The Daily News (http://bit.ly/2XvMBFT) reported that the unidentified Williamsburg mother of nine was handed a $1,000 Department of Health summons at approximately 10 PM on April 30th for not vaccinating her eight month old son against the measles as required under an emergency order enacted in mid-April to stem the current outbreak. As previously reported on VIN News (http://bit.ly/2XB7Iqf), the Department of Health began issuing summonses in late April to parents in targeted areas who failed to comply with the order to immunize their children.
Speaking at a hearing held on Wednesday, the mother said that she was unaware that under the emergency order issued by Mayor Bill de Blasio, babies need to receive their first dose of the MMR vaccine at six months old, instead of the usually recommended 12 months. The baby boy was flagged by the DOH as unvaccinated when the mother took him to the pediatrician for an unrelated medical matter along with another of her children, who had been exposed to the measles.
“I had no idea there was a new law, how would I know?” said the woman. “If they know they’re dealing with the Orthodox Jewish community, they should know that we don’t watch TV and most of us don’t have internet connection.”
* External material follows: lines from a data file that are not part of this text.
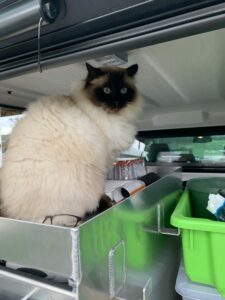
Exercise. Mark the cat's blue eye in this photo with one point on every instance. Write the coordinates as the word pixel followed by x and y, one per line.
pixel 123 91
pixel 106 90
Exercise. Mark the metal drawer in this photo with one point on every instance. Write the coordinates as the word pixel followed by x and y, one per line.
pixel 118 253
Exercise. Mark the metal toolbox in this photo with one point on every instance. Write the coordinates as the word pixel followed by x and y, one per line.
pixel 123 253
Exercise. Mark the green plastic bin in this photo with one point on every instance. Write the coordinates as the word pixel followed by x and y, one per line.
pixel 203 237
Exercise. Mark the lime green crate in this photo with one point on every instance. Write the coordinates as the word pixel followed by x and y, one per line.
pixel 203 237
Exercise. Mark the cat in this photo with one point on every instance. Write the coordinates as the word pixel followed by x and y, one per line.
pixel 59 154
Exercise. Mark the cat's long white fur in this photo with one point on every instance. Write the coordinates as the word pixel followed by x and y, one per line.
pixel 58 156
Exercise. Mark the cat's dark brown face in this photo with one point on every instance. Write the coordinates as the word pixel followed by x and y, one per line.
pixel 111 88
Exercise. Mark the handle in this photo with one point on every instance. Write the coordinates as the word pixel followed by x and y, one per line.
pixel 160 227
pixel 112 280
pixel 37 284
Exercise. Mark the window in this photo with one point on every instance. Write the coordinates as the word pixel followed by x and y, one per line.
pixel 193 152
pixel 8 120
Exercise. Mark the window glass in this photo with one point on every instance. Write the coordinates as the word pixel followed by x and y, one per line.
pixel 201 150
pixel 8 120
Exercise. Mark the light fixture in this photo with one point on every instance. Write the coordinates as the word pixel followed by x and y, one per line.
pixel 112 60
pixel 22 16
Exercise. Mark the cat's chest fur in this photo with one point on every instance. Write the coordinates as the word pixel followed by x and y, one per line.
pixel 117 130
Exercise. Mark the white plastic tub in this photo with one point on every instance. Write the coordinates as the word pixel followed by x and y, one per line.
pixel 194 291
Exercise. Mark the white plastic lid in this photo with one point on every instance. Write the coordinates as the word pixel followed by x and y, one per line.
pixel 194 291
The woman said that her young daughter opened the door on the night in question and was frightened to find herself face to face with uniformed law enforcement officers.
“My kids were all terrified, you’d think that I’d have committed the worst crime,” said the mother. “It’s ridiculous that you have sheriffs knocking on your door in the middle of the night.”
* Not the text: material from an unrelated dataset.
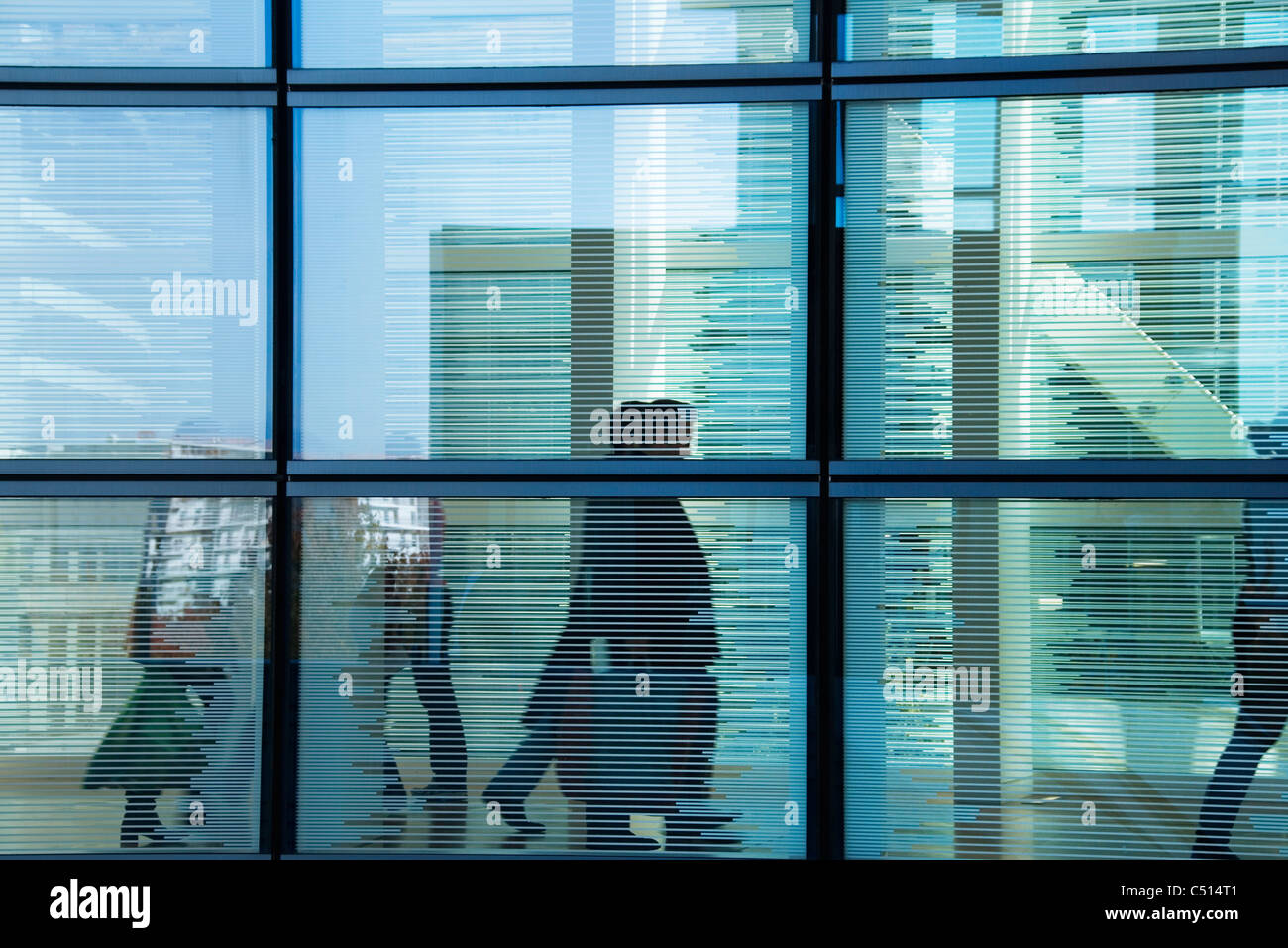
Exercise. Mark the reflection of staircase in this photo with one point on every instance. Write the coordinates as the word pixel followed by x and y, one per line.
pixel 1085 326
A DOH spokesperson said that the sheriff’s department has the authority to determine when and how to serve summonses.
209 parents have been cited to date for failing to immunize their children after the emergency order went into effect, with over 90 cases dismissed after parents provided proof of immunization. Yesterday’s hearing was among the first to be heard by the DOH, with hearing officer Didi Scaff suggesting that she would dismiss the summons after seeing proof that the baby boy had been vaccinated.
The child was immunized last week. His vaccination had been postponed by his doctor because he had been ill intermittently during May and June and the MMR vaccine is only considered to be safe for those in good health.
A complaint filed by the city against a second Chasidic couple that also appeared at the Wednesday hearing was withdrawn after the parents provided proof that their child had been immunized.